We also wanted to measure the impact in terms of bandwidth usage of sending subtitles in overlay messages. To mimic user behaviour, every emulated Tribler instance decides to download a subtitle for which he has received an announcement with a 33% chance. Moreover, since it is unrealistic for an human user to download a subtitle as soon as he receives the announcement, we delay the request in time for an amount which follows a uniform distribution in the window (0, 3600] seconds.

Following we show the results for an emulation including one publisher and one subscriber: the first figure illustrates the total bandwidth used for subtitles exchange, while the seconds shows how this is split between the publisher and the subscriber. The size of the exchanged subtitle is approximately 60Kbytes, covering a film 1:30 long.
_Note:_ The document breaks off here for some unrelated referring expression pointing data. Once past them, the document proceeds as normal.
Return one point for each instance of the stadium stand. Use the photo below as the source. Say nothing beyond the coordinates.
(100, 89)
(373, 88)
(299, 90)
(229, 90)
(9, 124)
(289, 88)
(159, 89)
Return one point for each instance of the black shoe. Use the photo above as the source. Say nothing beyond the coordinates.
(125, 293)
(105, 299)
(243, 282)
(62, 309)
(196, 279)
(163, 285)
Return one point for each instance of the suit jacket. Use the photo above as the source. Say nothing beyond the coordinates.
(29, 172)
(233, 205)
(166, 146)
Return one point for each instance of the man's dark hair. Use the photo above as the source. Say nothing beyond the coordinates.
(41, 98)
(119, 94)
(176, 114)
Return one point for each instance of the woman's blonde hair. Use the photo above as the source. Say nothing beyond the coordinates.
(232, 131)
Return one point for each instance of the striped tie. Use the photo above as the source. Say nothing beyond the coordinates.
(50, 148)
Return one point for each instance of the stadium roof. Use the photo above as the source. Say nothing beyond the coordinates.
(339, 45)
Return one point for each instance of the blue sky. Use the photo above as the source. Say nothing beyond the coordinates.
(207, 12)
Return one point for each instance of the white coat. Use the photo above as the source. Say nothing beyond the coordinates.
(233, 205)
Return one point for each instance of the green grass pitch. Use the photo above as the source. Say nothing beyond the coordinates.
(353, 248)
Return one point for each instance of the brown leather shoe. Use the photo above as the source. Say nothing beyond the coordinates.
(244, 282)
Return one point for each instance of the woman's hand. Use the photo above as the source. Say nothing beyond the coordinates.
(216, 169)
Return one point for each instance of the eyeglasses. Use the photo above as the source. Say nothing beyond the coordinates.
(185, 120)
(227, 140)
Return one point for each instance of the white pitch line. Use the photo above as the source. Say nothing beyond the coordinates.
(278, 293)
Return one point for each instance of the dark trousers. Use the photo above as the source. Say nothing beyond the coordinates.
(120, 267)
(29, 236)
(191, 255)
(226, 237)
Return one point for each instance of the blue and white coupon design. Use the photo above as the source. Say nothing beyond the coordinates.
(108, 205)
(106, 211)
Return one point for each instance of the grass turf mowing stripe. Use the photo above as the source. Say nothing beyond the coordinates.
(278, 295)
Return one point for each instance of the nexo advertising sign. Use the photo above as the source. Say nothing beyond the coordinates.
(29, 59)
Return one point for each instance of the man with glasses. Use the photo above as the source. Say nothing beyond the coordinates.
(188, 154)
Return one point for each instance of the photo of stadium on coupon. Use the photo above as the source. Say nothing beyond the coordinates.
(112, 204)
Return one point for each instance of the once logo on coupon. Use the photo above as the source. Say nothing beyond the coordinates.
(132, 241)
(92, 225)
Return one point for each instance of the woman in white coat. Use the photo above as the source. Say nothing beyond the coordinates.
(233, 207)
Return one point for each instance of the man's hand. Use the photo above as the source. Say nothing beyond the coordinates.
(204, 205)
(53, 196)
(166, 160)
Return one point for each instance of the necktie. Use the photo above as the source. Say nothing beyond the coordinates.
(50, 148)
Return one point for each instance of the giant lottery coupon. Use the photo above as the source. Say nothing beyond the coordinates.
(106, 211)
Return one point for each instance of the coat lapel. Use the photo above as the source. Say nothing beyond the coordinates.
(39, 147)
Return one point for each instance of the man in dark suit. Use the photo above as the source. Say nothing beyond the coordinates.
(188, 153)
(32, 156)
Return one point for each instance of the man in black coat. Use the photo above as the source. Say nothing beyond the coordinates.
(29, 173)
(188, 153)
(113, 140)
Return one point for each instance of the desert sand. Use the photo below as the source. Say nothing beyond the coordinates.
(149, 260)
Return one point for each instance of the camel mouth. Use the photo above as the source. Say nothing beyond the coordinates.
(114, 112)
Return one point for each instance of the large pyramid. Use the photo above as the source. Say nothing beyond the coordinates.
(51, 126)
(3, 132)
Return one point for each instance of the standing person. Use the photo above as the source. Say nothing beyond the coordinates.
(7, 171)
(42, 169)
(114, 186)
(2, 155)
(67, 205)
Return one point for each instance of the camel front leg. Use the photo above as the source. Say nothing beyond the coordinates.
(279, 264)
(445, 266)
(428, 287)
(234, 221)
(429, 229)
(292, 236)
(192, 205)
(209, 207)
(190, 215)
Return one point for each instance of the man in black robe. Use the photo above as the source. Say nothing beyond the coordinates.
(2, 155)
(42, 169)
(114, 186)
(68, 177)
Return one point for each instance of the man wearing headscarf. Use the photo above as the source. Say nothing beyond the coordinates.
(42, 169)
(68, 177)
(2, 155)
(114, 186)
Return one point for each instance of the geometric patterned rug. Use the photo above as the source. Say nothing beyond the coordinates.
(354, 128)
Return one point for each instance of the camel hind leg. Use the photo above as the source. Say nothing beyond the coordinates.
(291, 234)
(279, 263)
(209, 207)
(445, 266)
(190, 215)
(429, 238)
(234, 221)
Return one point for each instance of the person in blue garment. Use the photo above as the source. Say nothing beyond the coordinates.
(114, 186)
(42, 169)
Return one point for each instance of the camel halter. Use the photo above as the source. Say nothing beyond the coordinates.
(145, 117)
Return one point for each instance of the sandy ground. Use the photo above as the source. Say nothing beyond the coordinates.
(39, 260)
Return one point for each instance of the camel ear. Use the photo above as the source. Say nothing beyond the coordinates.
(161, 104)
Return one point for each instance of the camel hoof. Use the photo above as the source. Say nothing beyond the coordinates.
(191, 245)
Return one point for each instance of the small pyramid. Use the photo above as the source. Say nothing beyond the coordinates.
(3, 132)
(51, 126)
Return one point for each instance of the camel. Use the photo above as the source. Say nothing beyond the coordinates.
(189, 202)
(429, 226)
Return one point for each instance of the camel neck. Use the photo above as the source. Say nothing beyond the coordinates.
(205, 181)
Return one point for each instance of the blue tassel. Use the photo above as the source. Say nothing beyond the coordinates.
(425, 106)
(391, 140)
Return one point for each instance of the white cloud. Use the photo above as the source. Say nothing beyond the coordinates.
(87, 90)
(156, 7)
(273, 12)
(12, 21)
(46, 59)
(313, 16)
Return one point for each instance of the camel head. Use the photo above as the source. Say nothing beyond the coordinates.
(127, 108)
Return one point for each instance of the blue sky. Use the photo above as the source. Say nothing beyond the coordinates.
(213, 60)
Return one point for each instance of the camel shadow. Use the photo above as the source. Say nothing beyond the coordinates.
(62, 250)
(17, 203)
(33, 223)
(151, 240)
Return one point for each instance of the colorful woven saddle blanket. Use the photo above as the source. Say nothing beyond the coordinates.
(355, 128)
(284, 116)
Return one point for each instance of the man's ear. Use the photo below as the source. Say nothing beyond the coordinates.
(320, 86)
The overhall consumed bandwidth in 12 hours emulation amounts to ~ 3500 KBs. A slightly faster growth is recognizable in the first part of the emulation, in which the majority of peer's first appearances are concentrated.

Next figure shows how the requests are split between the subscriber and the publisher. Notice that in the middle part of the simulation the publisher's line stops to grow since the moderator goes down for 4 hours.
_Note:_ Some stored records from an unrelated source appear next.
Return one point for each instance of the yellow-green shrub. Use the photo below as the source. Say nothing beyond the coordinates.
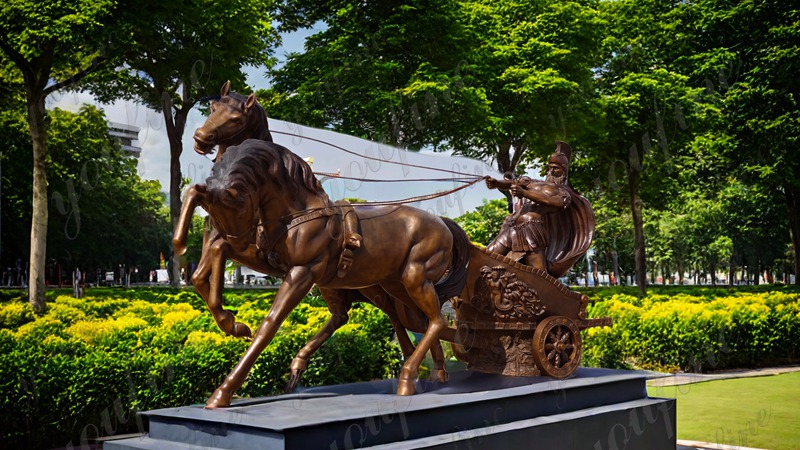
(696, 333)
(88, 364)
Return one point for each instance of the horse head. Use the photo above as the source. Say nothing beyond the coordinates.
(234, 118)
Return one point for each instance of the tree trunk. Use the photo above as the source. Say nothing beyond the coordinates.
(731, 273)
(638, 232)
(36, 123)
(175, 127)
(793, 202)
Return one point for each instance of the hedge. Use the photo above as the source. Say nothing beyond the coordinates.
(695, 333)
(83, 369)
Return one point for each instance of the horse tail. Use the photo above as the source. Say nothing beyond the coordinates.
(454, 283)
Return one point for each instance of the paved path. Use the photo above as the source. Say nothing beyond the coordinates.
(662, 379)
(665, 379)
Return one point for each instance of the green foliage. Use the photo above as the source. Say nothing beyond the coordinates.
(483, 224)
(488, 79)
(690, 332)
(101, 213)
(84, 368)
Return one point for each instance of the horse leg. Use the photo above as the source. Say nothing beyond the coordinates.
(298, 282)
(208, 280)
(339, 305)
(423, 293)
(439, 373)
(383, 300)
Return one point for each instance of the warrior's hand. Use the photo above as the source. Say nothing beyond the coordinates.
(518, 190)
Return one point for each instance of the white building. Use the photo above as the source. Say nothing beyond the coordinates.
(128, 137)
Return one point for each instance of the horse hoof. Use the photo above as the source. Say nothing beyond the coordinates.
(241, 330)
(294, 378)
(405, 387)
(439, 376)
(219, 399)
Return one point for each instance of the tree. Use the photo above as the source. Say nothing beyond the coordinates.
(648, 104)
(101, 213)
(50, 45)
(747, 52)
(490, 80)
(181, 52)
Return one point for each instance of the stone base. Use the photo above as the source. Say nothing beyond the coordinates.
(595, 409)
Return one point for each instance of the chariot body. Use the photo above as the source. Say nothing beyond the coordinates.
(513, 319)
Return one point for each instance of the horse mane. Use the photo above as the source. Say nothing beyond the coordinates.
(258, 118)
(249, 166)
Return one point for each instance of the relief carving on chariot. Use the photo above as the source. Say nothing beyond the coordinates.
(268, 211)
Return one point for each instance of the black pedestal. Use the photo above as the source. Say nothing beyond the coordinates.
(596, 409)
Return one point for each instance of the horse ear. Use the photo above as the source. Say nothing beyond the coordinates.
(251, 100)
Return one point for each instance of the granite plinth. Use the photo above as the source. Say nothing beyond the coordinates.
(596, 408)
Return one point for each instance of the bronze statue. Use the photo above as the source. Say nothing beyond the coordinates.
(552, 226)
(207, 278)
(270, 213)
(234, 118)
(263, 188)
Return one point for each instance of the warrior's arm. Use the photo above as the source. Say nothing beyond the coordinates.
(493, 183)
(544, 193)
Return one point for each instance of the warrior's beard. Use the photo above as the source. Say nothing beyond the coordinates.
(556, 180)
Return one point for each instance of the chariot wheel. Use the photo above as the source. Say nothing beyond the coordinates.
(557, 346)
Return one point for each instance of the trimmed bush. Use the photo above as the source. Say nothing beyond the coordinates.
(83, 369)
(695, 333)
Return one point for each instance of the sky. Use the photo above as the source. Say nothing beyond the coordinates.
(154, 158)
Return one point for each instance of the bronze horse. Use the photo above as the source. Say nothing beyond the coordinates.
(261, 192)
(234, 118)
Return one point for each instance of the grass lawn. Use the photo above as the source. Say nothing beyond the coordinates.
(761, 412)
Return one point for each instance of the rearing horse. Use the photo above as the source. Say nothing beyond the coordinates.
(226, 127)
(233, 119)
(415, 257)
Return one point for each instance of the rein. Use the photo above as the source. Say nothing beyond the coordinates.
(417, 166)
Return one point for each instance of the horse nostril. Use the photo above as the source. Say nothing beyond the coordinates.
(201, 135)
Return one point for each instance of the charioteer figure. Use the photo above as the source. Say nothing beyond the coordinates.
(552, 225)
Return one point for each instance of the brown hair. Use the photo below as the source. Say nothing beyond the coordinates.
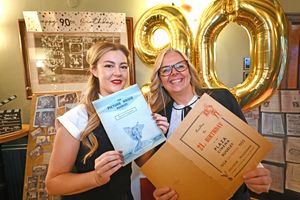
(92, 92)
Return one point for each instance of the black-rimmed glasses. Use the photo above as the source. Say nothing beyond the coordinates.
(180, 67)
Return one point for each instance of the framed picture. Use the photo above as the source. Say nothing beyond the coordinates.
(66, 65)
(245, 74)
(246, 63)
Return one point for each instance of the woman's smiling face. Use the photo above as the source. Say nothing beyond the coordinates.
(112, 72)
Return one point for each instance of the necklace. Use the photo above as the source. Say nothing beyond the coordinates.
(186, 109)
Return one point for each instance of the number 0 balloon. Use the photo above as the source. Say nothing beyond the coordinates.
(265, 22)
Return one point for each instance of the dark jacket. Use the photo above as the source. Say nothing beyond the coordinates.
(118, 188)
(224, 97)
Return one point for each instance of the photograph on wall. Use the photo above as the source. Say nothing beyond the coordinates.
(292, 181)
(45, 115)
(293, 149)
(272, 104)
(252, 117)
(272, 124)
(57, 42)
(277, 174)
(293, 124)
(277, 153)
(290, 101)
Conclusions and Future Work

What we have done:

  • Design and implementation of an extension of the ChannelCast protocol allowing an user to publish and disseminate Rich Metadata throughout the Overlay Network
  • Design and implementation of a simple asynchronous request-reply protocol, allowing subtitles exchange via Overlay Network messages.
  • Measurements of the implemented solution trough an emulation framework

What we concluded:

  • The ChannelCast extension shows itself to be extremely lightweight, contributing for a 25Kbytes bandwidth overhead in a day.
  • The direct transfer of subtitles trough overlay messages guarantees low latency transfers for small sized contents such subtitles, payed with a small overhead on the publisher and possible subscribers

What are the limitations:

  • Even if the announcement messages are extremely small, we found that peers exchange a huge number of duplicate messages, accounting for 50% of the announcement traffic. This can become a problem if more complex and rich announcements are to be sent.
  • The mechanism of direct subtitles exchange constitutes a relevant limitation to scalability, since all the peers rely only on the publisher and its possible subscribers to retrieve contents. The bandwidth capacity of the publisher can also constitute a bottleneck: this is even more true if the exchanged contents are bigger in size then simple subtitles files.

Possible future work:

  • Create an extensible framework to disseminate a broader variety of Metadata (e.g. thumbnails, video previews, timed descriptions or ads...)
  • Work on something able to overcome the duplicates problem (Bloom filters?)
  • Invert the dependency item -> metadata. Now metadata refers to items, but metadata should be the centre of a channel: metadata is what describes an item in a channel. This allows, for example, several physical contents (e.g. videos with different qualities) to be linked to the same item in a channel. Exploring an MPEG-21 like approach could be interesting.